This story brings Jade back to Proofrock, the idyllic little lakeside community in Idaho that has become one of America's top destinations for murder. Jade returns after being incarcerated for her crimes from the first two books, and after enduring some state mandated therapy. But she’s out and she’s back, and she’s snagged a teacher position at her old high school, thanks to online college courses and friends with money in high places. As Jade pops pills to help her stay sane, it happens again. Students go missing, wind up dead, and ultimately have a connection with Jade and her obsession with horror.
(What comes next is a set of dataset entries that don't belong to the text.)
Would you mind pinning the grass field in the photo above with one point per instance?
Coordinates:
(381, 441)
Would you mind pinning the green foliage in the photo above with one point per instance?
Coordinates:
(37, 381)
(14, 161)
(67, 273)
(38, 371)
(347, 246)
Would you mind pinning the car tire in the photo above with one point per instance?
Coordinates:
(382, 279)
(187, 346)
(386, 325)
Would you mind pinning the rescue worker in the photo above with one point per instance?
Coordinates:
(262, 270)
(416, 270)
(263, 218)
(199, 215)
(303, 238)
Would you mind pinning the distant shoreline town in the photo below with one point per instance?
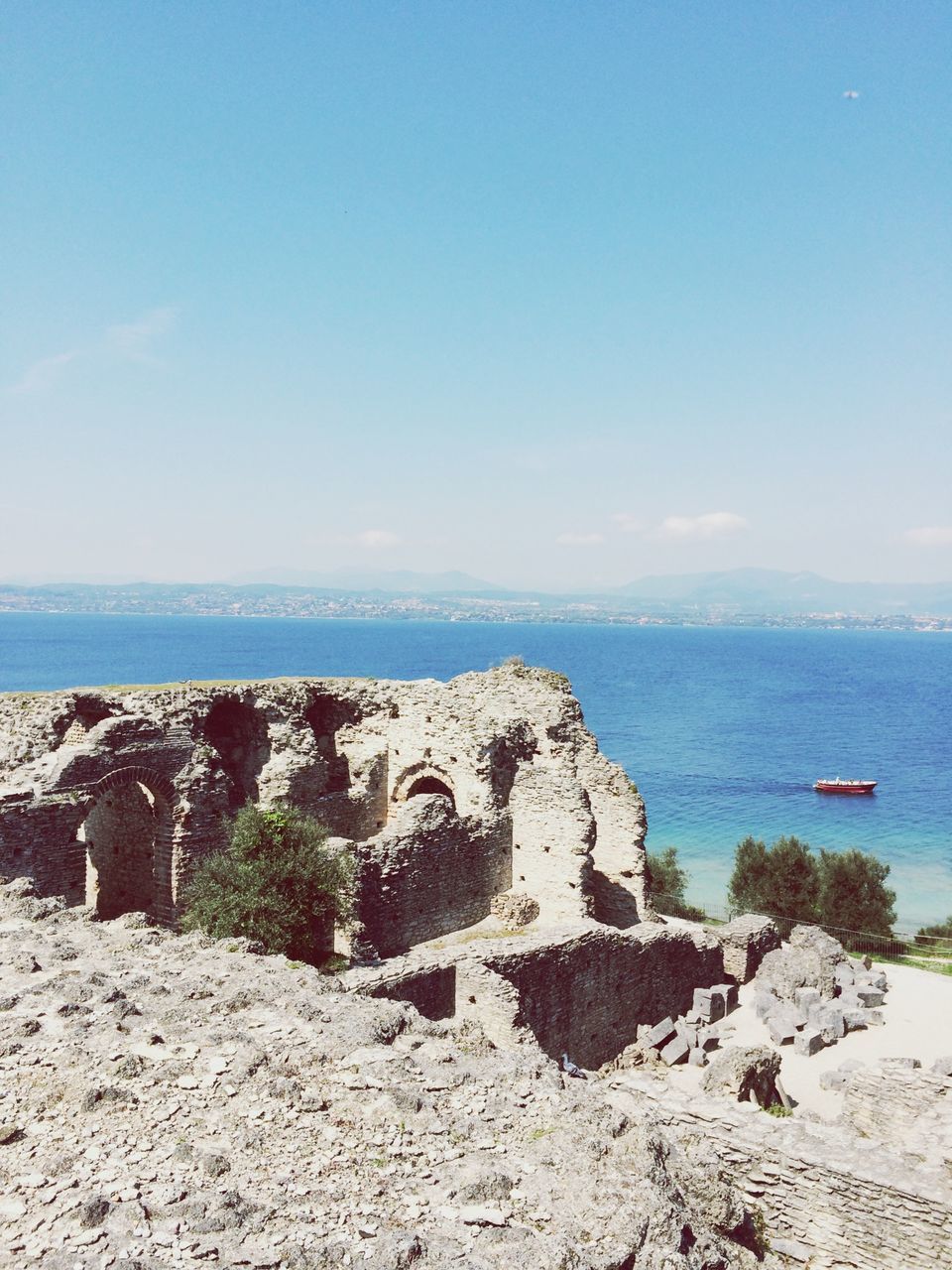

I feel like Jones felt the pressure of having to top the frenetic pacing of books one and two here, but as is the case with many a part three story ( especially in film), the attempt doesn’t always hit the mark. This does not mean that I wasn’t entertained. Far from it… But some of the deaths/mayhem felt gratuitous. And by gratuitous, I mean deaths that just happened without provocation. I’m talking Tucker and Dale level accidents. Some of the deaths were certainly unexpected but also random, as in Final Destination random, but they didn’t feel intrinsic here.

That having been said, I feel like the number of relevant shocks and surprises outweighed the baseless ones. Favorite characters are not safe here, and the first one to go (for me) had me shouting “you bastard," at Jones—in a good way. We see everything from Jade's POV, which can be challenging because she’s not a linear thinker, but it’s true to character so be prepared. Also, reading the first two books is essential.

I think two of my favorite things about how this story was laid out, were the asides written by an investigative firm about Jade's mental state and progress after jail (yes, Mr. Jones, sir. I’m calling it jail too), and the one story thread that had me comparing Jade to Ripley in Aliens. If there is one person to focus on saving, that’s the one.

And finally, thanks to Mr. Jones and Saga Press for providing the ARC. It was one wild ride!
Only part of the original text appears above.